Pabriks cited the European Council’s 1987 resolution on the situation of the Baltic peoples, which condemned the forced migrations perpetrated by the Soviet Union as having “brought the Baltic peoples under pressure to assimilate and that the lack of possibilities for education and cultural expression of their own is leading towards the loss of their identity.”

It’s not just the problem of non-citizens, the MEP explained. “Those who came here during those times – they’re still migrants in the first or second generation. And Latvia at this moment must still defend its interests,” he said.

He confirmed that members of the European People’s Party (EPP) group were gathering in Milan in a parallel meeting to prepare a document outlining proposals for fair and reasonable burden-sharing among member states. The EP hopes in May to release a special report and recommendations for consideration by the Council of Europe and member states.
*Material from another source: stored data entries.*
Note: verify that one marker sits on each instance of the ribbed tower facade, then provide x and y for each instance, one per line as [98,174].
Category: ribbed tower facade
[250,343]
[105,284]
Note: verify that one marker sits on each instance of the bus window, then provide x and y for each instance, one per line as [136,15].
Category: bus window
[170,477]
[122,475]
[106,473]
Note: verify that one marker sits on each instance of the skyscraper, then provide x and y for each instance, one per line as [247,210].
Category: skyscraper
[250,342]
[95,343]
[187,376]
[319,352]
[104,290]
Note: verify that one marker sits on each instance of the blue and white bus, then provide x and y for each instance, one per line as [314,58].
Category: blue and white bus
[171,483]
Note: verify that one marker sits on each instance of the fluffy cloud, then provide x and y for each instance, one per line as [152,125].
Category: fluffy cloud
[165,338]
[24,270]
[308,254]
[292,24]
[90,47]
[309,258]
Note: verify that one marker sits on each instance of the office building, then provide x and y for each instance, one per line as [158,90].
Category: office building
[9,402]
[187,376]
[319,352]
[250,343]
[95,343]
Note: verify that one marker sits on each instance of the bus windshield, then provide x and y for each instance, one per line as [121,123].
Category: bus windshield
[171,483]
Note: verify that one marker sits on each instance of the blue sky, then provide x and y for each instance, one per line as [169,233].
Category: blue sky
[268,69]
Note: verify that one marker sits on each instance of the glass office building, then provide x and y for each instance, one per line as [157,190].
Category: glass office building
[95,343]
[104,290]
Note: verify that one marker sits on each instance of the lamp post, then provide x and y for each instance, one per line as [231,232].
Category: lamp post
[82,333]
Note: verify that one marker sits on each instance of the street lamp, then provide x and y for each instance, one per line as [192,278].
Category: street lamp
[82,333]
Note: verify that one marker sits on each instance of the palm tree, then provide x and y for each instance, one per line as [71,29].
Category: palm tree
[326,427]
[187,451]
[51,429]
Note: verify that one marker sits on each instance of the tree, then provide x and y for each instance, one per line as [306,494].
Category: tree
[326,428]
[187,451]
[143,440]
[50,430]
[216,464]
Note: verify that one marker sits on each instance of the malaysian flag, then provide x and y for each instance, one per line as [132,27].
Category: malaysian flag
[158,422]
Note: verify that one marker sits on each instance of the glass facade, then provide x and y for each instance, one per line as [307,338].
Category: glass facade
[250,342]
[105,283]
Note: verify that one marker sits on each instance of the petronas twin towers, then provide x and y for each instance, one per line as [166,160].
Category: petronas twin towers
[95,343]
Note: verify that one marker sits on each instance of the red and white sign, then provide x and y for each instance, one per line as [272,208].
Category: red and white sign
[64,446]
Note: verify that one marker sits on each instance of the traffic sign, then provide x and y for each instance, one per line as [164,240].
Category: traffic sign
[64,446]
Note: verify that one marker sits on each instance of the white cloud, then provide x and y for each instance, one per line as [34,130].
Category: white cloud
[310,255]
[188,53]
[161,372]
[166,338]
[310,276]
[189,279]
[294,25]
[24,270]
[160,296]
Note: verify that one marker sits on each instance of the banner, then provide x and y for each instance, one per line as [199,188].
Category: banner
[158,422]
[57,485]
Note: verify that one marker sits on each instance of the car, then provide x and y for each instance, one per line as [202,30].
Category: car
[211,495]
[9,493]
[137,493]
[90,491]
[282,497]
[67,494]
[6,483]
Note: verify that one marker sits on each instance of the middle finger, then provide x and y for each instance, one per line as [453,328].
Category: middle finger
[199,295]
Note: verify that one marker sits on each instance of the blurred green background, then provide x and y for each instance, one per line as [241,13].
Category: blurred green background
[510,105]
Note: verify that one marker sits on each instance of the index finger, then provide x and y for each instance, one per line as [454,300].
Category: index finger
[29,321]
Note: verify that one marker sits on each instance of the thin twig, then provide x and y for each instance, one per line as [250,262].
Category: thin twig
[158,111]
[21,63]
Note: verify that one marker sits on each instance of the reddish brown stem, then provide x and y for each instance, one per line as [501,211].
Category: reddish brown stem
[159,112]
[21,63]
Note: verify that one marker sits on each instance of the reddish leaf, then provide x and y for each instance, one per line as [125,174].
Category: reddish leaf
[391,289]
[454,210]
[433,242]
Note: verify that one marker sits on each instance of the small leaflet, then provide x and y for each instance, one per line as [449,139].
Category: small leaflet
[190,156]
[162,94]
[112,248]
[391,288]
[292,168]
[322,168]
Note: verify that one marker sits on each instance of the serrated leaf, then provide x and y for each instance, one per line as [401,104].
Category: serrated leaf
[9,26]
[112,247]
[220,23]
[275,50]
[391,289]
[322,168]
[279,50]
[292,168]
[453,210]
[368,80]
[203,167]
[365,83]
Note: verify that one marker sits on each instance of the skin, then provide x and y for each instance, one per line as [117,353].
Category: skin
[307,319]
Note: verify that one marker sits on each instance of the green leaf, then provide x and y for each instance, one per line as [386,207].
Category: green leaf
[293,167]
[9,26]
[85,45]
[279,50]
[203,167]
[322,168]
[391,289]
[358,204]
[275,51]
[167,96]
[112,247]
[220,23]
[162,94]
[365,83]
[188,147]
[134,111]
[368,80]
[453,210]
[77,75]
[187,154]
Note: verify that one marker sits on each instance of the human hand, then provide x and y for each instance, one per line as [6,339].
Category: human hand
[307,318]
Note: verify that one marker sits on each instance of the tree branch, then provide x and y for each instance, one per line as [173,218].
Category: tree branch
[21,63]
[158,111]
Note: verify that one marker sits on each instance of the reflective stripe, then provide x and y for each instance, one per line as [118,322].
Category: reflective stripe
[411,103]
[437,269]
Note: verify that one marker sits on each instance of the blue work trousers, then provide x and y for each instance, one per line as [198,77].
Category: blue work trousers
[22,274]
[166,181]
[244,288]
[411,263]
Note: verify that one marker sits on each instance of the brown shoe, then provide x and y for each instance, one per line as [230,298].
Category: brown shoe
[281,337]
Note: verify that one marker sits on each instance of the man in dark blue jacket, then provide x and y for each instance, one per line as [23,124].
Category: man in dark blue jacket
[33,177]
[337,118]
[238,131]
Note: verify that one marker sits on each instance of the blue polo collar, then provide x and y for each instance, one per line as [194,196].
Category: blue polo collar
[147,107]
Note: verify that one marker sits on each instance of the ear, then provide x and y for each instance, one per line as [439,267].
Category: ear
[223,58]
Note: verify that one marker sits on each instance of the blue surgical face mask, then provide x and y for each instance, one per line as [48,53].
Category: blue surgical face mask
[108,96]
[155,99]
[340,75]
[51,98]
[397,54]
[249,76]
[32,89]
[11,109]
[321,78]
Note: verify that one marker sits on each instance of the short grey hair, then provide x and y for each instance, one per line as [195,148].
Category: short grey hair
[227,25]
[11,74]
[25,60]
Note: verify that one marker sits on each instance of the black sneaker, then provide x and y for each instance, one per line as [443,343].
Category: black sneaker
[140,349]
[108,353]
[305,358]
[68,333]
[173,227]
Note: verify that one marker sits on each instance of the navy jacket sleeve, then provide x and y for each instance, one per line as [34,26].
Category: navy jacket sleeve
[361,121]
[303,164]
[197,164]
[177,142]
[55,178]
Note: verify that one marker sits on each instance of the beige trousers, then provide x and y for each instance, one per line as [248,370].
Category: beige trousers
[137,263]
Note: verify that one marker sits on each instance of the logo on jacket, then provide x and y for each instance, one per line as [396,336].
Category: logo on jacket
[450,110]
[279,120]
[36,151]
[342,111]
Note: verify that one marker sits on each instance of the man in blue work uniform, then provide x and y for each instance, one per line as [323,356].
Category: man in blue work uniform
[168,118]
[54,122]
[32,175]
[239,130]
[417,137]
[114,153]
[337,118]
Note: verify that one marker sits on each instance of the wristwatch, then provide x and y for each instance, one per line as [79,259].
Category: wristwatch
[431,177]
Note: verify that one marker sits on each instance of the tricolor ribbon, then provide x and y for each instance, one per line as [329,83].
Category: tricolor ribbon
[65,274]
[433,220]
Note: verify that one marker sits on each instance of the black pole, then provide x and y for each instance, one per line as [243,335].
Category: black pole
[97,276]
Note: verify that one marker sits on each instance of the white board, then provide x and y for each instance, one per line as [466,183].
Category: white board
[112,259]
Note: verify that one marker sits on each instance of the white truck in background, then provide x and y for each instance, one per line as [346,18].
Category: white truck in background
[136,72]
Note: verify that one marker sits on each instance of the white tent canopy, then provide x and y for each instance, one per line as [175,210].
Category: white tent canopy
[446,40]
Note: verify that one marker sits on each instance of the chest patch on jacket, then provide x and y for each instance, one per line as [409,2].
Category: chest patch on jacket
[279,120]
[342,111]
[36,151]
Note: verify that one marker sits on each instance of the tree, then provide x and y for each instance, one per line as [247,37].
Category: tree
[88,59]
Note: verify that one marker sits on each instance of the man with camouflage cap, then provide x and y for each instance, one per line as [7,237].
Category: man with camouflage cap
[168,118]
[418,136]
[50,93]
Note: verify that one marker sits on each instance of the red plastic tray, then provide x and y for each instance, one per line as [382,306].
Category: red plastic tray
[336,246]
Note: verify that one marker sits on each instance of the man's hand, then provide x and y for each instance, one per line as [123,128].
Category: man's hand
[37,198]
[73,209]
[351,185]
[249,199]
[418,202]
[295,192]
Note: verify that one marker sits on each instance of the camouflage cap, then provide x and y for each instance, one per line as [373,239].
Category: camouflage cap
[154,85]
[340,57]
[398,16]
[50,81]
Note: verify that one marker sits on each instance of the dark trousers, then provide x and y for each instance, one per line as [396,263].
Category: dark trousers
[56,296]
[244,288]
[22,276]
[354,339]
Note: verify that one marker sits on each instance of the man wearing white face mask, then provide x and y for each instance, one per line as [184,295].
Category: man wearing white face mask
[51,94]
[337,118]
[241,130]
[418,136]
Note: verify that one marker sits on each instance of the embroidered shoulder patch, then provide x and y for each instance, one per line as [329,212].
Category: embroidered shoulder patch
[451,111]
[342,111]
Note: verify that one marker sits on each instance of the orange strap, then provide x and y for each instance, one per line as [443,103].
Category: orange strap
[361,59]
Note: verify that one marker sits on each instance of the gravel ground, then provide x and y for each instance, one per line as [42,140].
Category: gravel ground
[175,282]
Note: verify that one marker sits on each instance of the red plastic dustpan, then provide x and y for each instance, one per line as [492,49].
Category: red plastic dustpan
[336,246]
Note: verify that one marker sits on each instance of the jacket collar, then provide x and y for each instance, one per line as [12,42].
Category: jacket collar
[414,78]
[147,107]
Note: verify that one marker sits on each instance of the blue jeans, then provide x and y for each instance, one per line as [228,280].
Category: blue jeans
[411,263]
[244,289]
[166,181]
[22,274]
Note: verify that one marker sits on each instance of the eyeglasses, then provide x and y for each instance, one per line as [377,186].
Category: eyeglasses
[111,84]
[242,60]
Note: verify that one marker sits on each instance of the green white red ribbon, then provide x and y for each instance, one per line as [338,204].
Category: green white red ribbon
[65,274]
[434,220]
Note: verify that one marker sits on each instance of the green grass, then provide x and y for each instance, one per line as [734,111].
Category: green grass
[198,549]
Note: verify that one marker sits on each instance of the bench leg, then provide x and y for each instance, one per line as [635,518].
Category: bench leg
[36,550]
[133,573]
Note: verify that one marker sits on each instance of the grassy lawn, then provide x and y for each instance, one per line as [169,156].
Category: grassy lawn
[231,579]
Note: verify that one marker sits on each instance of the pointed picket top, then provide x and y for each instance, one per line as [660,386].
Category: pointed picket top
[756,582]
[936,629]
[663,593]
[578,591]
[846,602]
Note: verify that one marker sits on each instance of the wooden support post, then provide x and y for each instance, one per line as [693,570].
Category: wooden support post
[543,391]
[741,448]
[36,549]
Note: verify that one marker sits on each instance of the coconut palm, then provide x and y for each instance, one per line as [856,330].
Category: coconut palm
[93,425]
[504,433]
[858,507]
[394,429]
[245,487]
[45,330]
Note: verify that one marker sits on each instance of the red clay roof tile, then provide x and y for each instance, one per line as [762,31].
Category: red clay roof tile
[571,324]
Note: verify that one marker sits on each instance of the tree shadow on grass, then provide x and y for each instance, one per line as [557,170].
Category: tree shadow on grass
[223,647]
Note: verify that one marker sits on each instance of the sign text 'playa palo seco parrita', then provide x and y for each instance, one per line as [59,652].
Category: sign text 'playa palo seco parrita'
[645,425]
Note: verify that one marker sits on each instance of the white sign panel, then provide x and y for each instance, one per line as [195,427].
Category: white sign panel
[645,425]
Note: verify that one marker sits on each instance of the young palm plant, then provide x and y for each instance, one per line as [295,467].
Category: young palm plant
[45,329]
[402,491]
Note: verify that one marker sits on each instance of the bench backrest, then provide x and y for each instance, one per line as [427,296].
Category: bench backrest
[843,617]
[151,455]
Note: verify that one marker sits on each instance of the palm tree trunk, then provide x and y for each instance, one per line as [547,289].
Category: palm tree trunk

LSM spoke by phone to MEP Krišjānis Kariņš, who had just arrived in Milan Wednesday night for the EPP group meeting on the issue. He confirmed that EPP group MEPs from Latvia and Estonia had worked together on a number of proposals that they hope will find support even among other political groups like the Socialists, who have also spoken out on the need for a burden-sharing regime to help the southern frontline states ease their exposure to this increasingly out-of-control humanitarian crisis.

MEP Krišjānis Kariņš on burden-sharing proposals for the wave of migrants flooding across the Mediterranean
00:00 / 05:52

Here are his reponses to LSM on the eve of the extraordinary summits.

“This is the reason I’ve arrived in Milan where the EPP group is holding a bureau meeting where we are working on our petition regarding immigration and the situation which is now coming to a head in the south of Europe from the north of Africa.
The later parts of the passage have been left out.